Denis was just out of the army and still wearing uniform and I remember him speaking very well about the prospects of a new postwar world. He struck me as intelligent, thoughtful and wonderfully vigorous.
I realised over the years as I got to know him better and was elected to parliament myself that Denis always got on very well with children. He really liked them and was so funny. He was an irrepressible, adoring husband and father. He never sought to suppress the mischief of the child that was still in him and I remember, when he and his wife, Edna, were being photographed, he would make ludicrous faces at the camera.
I learned lots from him, not least the need for a politician to have a hinterland, not just of academic study but also of friendship. He had an extraordinary range of friends, some of them Conservatives. He was never a tribalist.
He also had a phenomenal knowledge of classical music. I remember when we both appeared on a BBC music quiz, I felt so embarrassed because Denis knew the precise movement of each concerto, he even knew the Köchel number and I did not. I came away thinking: “I’m not going to do that again.”

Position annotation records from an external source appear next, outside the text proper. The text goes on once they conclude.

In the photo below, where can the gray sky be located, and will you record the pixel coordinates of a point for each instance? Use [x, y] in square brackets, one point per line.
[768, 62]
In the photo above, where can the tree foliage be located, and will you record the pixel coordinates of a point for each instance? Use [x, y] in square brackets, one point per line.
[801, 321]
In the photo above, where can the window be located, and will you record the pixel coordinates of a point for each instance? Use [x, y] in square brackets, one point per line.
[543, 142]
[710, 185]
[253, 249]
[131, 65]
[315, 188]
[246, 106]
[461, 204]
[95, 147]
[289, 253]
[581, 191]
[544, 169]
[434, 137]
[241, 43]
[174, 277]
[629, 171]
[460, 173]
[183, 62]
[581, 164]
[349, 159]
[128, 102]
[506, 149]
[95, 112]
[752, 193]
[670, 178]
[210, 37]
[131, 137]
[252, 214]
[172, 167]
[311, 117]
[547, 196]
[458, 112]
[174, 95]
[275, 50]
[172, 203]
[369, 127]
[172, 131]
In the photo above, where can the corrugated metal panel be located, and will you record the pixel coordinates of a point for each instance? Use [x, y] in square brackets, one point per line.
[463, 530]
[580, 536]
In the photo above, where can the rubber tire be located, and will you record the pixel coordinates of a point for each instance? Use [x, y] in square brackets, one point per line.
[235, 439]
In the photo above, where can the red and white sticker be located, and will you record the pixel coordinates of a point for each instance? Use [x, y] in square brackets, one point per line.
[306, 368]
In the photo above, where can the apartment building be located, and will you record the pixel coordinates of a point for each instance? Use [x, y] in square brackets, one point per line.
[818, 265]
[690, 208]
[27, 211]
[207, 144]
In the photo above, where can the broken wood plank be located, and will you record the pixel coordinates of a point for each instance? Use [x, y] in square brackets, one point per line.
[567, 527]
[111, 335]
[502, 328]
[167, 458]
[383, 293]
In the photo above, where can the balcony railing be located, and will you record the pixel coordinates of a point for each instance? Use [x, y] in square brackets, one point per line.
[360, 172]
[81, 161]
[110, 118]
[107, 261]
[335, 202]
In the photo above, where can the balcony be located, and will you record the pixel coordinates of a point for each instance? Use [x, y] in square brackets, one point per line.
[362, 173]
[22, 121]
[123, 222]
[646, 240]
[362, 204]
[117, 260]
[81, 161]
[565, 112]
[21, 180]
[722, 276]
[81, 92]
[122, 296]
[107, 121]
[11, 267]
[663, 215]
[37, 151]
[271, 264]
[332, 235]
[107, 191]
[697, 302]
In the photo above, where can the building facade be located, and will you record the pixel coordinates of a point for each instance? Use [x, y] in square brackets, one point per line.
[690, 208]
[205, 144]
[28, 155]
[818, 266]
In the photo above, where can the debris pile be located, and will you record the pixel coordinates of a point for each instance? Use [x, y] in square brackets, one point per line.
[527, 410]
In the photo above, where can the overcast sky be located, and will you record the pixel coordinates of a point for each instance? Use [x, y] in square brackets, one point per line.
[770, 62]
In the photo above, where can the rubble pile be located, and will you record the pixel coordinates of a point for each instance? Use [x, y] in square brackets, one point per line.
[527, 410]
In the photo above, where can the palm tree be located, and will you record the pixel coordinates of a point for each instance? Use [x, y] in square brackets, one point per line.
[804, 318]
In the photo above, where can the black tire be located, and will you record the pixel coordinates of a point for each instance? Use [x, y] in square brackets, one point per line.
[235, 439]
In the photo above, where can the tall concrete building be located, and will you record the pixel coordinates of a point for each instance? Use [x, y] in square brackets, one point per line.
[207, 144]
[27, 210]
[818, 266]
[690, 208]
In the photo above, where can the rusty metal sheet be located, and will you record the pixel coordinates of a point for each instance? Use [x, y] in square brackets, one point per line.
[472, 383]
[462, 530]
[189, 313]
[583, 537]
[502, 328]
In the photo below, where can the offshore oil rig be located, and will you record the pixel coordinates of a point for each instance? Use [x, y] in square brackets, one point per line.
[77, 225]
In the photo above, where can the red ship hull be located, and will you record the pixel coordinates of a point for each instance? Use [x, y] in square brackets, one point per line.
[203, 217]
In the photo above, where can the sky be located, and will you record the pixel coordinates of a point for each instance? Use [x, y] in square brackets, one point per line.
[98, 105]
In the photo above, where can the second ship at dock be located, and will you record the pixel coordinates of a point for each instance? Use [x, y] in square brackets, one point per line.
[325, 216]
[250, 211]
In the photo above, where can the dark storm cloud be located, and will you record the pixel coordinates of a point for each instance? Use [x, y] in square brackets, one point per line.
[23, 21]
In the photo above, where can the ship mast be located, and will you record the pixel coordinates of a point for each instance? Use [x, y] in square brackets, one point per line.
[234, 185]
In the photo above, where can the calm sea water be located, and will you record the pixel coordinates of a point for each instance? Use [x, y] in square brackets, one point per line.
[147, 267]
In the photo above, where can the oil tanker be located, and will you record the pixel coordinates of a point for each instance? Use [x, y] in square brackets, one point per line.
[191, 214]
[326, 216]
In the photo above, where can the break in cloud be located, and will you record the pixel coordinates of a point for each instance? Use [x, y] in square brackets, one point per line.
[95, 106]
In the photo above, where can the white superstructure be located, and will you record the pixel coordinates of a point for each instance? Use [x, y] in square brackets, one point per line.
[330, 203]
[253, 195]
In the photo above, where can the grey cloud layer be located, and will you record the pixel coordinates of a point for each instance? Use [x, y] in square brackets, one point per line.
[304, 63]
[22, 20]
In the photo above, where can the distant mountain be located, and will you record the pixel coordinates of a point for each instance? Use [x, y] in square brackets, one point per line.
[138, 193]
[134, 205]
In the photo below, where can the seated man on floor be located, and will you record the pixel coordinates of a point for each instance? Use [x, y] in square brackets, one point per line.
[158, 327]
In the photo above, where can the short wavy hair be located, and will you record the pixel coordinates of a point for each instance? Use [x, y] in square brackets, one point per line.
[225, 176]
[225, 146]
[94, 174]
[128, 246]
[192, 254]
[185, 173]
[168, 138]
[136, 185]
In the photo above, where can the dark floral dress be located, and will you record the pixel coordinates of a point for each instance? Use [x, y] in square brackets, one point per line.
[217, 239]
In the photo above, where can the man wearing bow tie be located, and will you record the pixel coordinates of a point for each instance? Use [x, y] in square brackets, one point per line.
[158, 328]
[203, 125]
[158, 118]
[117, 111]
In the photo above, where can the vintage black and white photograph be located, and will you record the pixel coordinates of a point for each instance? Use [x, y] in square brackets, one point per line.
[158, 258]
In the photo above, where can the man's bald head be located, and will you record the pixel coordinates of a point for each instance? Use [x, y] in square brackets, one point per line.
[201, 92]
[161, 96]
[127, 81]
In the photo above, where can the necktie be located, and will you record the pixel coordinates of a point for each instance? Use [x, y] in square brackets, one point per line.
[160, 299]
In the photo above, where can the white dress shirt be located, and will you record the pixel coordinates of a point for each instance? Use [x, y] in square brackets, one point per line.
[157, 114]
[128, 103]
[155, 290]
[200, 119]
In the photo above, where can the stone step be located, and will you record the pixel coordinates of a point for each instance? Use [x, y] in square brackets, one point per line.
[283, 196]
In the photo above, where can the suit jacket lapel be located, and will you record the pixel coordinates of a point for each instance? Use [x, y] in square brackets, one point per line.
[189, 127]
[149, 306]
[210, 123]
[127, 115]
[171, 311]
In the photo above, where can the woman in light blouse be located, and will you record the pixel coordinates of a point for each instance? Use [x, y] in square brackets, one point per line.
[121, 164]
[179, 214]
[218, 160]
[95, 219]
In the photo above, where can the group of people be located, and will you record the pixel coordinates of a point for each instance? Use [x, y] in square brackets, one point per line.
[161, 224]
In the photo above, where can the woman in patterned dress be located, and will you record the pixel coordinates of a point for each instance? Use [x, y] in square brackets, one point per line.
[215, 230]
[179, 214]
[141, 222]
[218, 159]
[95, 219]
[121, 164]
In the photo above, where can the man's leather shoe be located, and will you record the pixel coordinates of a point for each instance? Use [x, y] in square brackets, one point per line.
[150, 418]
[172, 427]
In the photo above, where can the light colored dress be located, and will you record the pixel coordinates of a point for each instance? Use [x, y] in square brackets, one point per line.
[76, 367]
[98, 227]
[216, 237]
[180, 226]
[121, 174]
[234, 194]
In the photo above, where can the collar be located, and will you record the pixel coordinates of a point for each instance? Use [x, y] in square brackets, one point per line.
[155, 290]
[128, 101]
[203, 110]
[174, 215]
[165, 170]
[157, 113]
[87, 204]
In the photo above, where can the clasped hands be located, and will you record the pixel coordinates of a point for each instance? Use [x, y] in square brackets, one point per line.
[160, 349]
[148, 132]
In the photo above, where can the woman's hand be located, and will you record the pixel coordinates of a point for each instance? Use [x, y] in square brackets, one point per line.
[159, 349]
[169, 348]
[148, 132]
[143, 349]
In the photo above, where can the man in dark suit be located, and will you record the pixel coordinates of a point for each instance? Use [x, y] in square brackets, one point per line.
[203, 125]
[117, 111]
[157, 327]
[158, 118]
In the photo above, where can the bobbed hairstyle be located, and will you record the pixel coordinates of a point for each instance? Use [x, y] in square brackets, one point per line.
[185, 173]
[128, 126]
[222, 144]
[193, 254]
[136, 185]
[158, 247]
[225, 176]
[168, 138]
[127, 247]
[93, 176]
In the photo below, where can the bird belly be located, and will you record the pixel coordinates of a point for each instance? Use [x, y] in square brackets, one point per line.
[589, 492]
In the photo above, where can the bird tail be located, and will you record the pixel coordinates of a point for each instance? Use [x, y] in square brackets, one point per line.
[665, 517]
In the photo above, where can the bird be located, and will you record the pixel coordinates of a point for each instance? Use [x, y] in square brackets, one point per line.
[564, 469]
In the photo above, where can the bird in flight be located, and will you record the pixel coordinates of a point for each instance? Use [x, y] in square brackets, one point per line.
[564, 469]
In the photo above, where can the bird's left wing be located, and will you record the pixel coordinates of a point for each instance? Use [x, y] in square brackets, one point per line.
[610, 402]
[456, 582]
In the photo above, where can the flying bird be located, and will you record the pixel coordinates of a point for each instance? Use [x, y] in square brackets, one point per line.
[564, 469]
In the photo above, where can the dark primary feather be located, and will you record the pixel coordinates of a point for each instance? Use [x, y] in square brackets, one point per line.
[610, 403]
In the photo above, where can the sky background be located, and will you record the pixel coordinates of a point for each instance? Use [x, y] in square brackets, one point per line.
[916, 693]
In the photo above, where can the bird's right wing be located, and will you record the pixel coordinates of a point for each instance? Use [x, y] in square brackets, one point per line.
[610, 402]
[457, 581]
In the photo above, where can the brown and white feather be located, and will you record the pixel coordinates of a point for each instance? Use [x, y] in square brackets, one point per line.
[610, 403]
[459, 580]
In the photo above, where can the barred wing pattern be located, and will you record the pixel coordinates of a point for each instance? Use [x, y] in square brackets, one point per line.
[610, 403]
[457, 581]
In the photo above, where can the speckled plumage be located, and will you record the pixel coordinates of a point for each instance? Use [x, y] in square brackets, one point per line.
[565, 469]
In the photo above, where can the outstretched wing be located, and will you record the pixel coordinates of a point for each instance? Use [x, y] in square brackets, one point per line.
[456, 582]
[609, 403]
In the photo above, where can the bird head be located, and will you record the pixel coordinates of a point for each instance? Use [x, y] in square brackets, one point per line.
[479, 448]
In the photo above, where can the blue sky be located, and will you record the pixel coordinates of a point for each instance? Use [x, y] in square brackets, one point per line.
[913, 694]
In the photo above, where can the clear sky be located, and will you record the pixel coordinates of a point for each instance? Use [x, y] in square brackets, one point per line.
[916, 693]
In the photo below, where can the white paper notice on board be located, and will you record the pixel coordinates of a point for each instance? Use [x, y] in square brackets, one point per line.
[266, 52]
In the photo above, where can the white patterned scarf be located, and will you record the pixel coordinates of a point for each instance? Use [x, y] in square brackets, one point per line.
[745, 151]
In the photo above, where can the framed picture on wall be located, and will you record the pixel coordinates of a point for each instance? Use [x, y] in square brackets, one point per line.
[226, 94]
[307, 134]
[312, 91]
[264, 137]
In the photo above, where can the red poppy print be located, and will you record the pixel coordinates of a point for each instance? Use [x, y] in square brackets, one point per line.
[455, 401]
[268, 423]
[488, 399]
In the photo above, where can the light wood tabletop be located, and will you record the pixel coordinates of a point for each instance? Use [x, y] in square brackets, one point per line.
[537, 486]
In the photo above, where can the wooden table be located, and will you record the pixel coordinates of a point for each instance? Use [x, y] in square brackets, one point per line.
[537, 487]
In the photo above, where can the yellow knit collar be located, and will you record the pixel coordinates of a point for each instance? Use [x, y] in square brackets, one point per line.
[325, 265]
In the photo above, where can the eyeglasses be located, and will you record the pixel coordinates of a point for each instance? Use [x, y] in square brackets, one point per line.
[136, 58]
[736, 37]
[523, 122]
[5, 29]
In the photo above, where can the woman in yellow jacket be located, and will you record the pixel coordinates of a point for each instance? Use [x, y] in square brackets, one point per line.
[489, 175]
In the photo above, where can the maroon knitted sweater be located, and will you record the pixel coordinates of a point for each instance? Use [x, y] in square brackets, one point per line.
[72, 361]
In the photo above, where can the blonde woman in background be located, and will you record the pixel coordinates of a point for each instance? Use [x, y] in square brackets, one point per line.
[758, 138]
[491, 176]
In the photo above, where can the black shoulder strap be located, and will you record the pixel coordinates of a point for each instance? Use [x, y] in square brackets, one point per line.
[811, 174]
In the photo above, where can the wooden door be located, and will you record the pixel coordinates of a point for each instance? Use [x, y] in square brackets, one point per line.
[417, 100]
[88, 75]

Denis was indomitable, remarkable and the last of a great generation of political leaders who managed to build a postwar Britain we could be proud of and to belong to governments that were bold, radical and had great achievements to their credit.
Of course, he couldn’t stop himself from saying exactly what he thought. He was very brave. The most famous moment of his chancellorship came in 1976 when he went to the Labour party conference in Blackpool and defended his decision to make a deal with the International Monetary Fund in order to save the pound. People started booing and heckling but he proceeded onwards, paying no attention, hammering it home. I’ve rarely seen anything braver than that. He had the air of someone shouting the truth out.
He was devoted to Edna. It was a lifelong love affair. My favourite personal memory is of visiting them both in their beautiful house in the South Downs and Edna clutching her Zimmer frame while preparing things in the kitchen and Denis dancing around behind her, teasing her, not doing very much to help.
I miss him and his wonderful zest for life.